Она отстреливалась как могла. Она ведь так хорошо умела стрелять. Она научилась давно – там, под Екатеринбургом, в Пятках; там, в Омске; там, в Новониколаевске; там, в ургинской «РЕСТОРАЦIИ». Она так метко стреляла в жизни – то в белых, то в красных, то в анархистов, то в святых лам, и уже не знала, где свои да наши, а где чужие; те, кто платил ей, кто держал ее при себе, как пса у ноги, могли через миг оказаться врагами, и надо было в любом случае уметь хорошо стрелять.
Машка, пригнувшись за палаткой Федора Крюкова, встав на одно колено, прищурясь, стреляла, вскрикивая каждый раз, когда ей удавалось попасть в солдата. Она стреляла в людей Резухина, пытавшихся уйти, двинуться, пробивая себе путь огнем, в сторону Селенги. В нее тоже стреляли, но все не могли подбить ее, как птицу.
– Катя, – шепнула она, вытирая пот, выступивший на губе, отирая запястьем мокрый висок, – эх, как хорошо-то я тебя отправила в Ургу, Катюха, вовремя… осенило Иуду Михалыча… а ловко он замаскировался… да все мы… все мы, леший бы нас всех побрал, ловко замаскировались… все мы маски, маски этого, как его, ихнего Цама!.. маски… маски…
Она низко пригнулась к коленям, согнулась в три погибели. Пуля просвистела над ее головой. Она упала животом на снег. Стреляла лежа.
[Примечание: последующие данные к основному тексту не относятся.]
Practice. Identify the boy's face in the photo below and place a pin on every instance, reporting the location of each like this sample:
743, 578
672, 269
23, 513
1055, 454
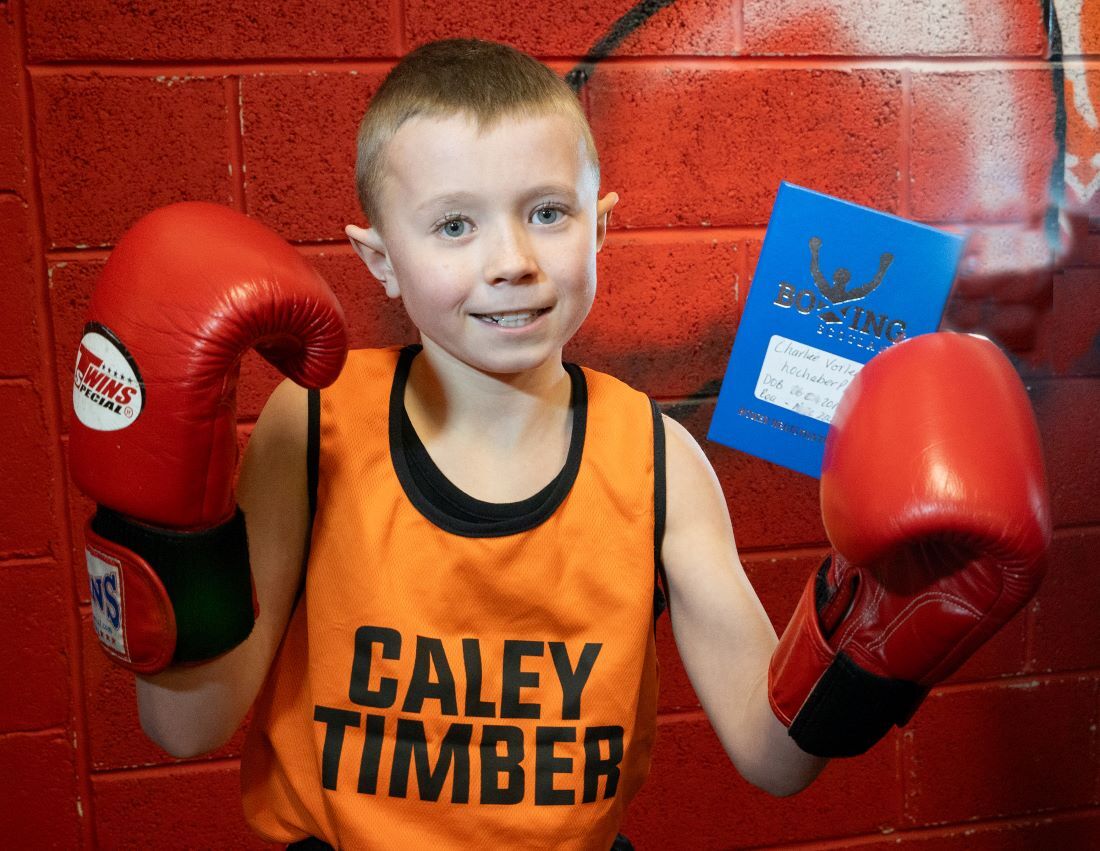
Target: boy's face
490, 236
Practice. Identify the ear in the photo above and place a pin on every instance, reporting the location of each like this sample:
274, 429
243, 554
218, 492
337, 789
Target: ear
371, 249
604, 207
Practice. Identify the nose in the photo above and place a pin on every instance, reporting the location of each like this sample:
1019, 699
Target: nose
510, 256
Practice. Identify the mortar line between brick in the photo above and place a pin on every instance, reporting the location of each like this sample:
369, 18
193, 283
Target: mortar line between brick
399, 25
234, 108
1019, 681
739, 29
52, 409
939, 831
196, 766
338, 65
904, 159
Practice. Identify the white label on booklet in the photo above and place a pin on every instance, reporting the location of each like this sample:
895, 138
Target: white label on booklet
105, 574
804, 379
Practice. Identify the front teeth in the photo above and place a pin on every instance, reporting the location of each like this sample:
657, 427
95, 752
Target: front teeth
512, 320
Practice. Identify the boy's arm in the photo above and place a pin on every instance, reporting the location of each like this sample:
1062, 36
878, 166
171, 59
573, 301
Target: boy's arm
191, 710
723, 633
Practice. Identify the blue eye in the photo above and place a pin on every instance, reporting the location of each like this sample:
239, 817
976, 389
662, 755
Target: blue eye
547, 216
453, 227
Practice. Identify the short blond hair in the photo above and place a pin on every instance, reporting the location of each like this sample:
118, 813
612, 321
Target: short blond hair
485, 80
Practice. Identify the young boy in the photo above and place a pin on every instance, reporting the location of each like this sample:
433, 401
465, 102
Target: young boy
458, 548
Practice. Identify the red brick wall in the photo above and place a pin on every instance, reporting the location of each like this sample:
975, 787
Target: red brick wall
949, 111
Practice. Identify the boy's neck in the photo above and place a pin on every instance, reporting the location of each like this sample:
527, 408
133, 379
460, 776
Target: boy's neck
449, 399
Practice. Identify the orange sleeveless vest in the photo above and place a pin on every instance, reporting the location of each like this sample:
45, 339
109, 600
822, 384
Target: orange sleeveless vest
446, 689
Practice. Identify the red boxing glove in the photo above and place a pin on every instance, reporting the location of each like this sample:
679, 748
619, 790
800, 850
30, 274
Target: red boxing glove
187, 290
934, 497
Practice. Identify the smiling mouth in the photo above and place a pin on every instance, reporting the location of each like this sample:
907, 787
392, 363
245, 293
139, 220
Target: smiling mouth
512, 318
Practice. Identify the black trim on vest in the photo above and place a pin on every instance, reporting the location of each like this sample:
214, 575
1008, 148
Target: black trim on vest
312, 453
553, 498
660, 581
312, 472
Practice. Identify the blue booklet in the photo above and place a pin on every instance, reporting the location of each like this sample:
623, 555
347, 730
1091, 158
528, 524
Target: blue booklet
835, 284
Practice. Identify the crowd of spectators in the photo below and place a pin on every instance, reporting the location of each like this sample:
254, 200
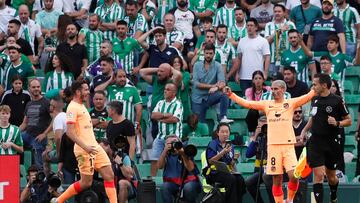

Люди Резухина, продолжая палить в нее, отходили. Этого, что маячил в арьергарде, настойчиво целясь в нее, она хорошо знала. Это был приятель погибшего подпоручика Зданевича, Игнат Коростелев. Прапорщик Коростелев обернулся в последний раз и выстрелил – и Машка, застонав, закусив губу, повалилась в снег лицом, стала кататься по снегу, грызть снег зубами. Ругательства посыпались из ее рта, как шелуха от семечек.